Caught between the chaos of coronavirus and fallout from Brexit, international supply chains are under serious strain. Add into the mix a global labour shortage that shows no sign of abating, and the cross-border flow of goods is set to get even trickier.

As economies reopen post-pandemic, employers across all sectors are struggling to fill vacancies. The residual consequences of COVID-19 are a big part of this — the public health emergency has fundamentally altered how and where people want to work. Britain’s departure from the European Union is also a factor, with UK companies unable to freely draw on the continent’s vast workforce like before.

Such is the interconnected nature of global commerce, upsets in one market can be felt thousands of miles away. And so, lacking the staff to pick, pack, load, and deliver their products, businesses around the world are facing a festive season that’s far from jolly.

 

Keeping up with demand

As brands navigate these colossal challenges, they are also working to meet customer demand that saw unprecedented growth as the pandemic took hold and continues to rise.

Last year, as lockdowns were called and public life retreated behind closed doors, shoppers took to the internet like never before. A peripheral interest for many people prior to the pandemic, eCommerce was suddenly a necessary part of everyday life.

Shoppers have grown accustomed to rock-bottom prices and next-day delivery. This raises the obvious question: can supply chains continue to meet customer expectations amid an era of unprecedented disruption?

The answer is yes — but it’ll require some serious investment in innovative new technologies, and it could come with a cost shoppers and brands aren’t willing to pay.

 

Robots to the rescue?  

The merits of AI and machine learning are well documented: smart systems can speed up menial tasks, reduce the risk of human error, drive higher levels of productivity, and help businesses bolster their bottom lines.

There is, however, a human cost to the advance of automation, with fewer paying positions for real people. This is particularly pronounced in key supply chain sectors, such as warehousing.

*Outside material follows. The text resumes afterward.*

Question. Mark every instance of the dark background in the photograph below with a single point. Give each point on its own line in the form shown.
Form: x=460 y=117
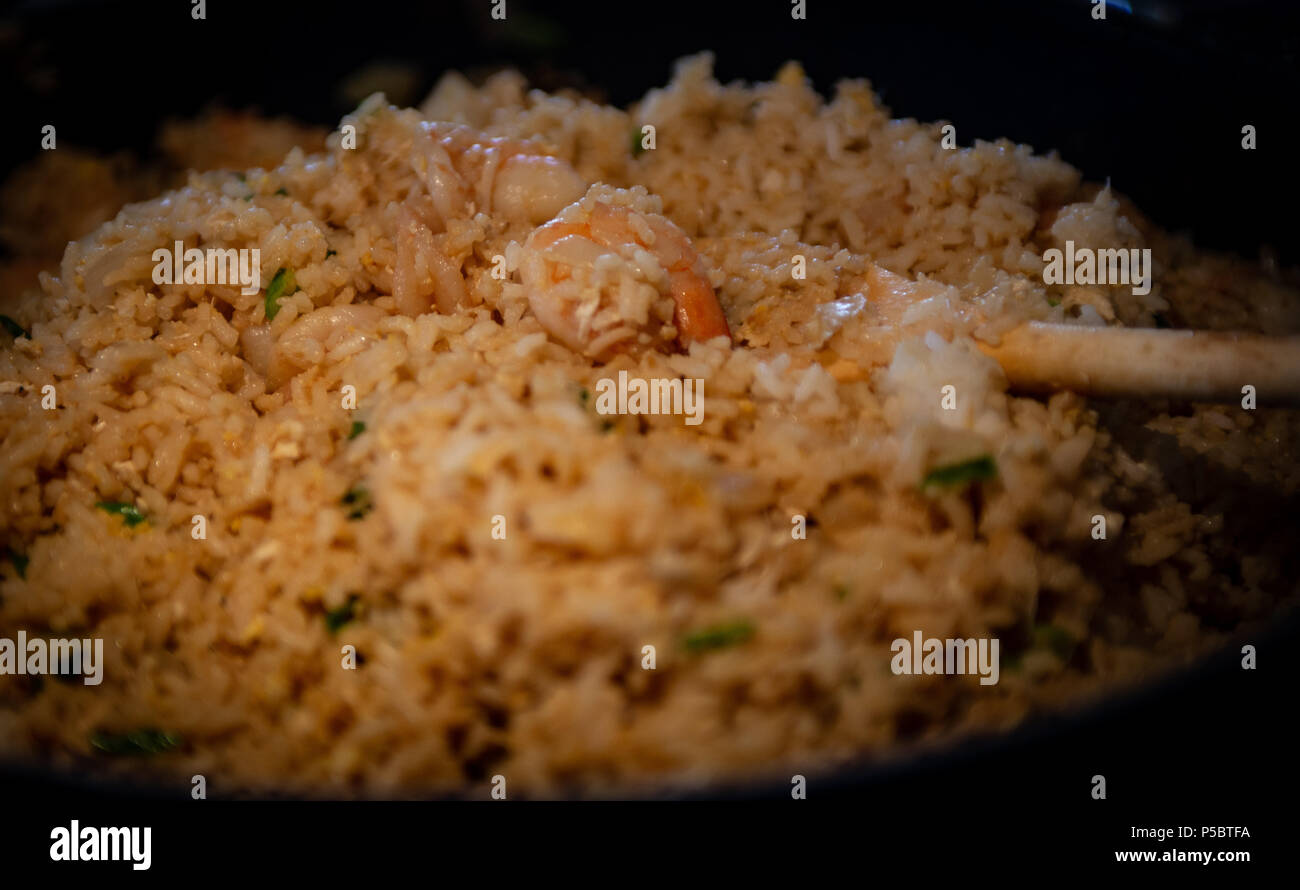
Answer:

Today, storage and distribution facilities are huge providers of jobs — but tomorrow, that may not be the case. So-called ‘dark warehouses’, great fulfilment centres staffed by semi-autonomous robots, are developing fast.

Whereas human workers require power-hungry lights to operate, machines can pick and pack products perfectly well in the dark, allowing this new breed of warehouse to run twenty-four hours a day, seven days a week.

 

Customers’ call

Such a continuous operation would offer clear commercial benefits. But what of the warehouse’s human workforce?

That, ultimately, is a question that companies must address with guidance from their customers. While shoppers want that last minute late-night order delivered the very next day, they are increasingly concerned about company values, including how an employer treats its staff.

If customers are truly worried about robots taking workers’ jobs, they would have to commit to paying a little more or waiting a little longer for delivery from a brand committed to human employees. That is assuming shoppers are even aware of what level of automation is involved in fulfilling their order.

Customer demands are directing how companies adopt new supply chain technologies, with those that improve service and provide a better buying experience coming out on top.

To really tap into the needs and wants of their customers, businesses must leverage data in a meaningful way. This means utilising data mining tools that can help predict buying patterns, allowing brands to finesse supply chains so that the right products are in the right place at the right time. Attention to creating more efficiencies in supply chain through data and automation could lead to more jobs in engineering, design, management and repair.

Get this right, and businesses will have their customers on board as they explore new supply chain technologies and the potential of automation.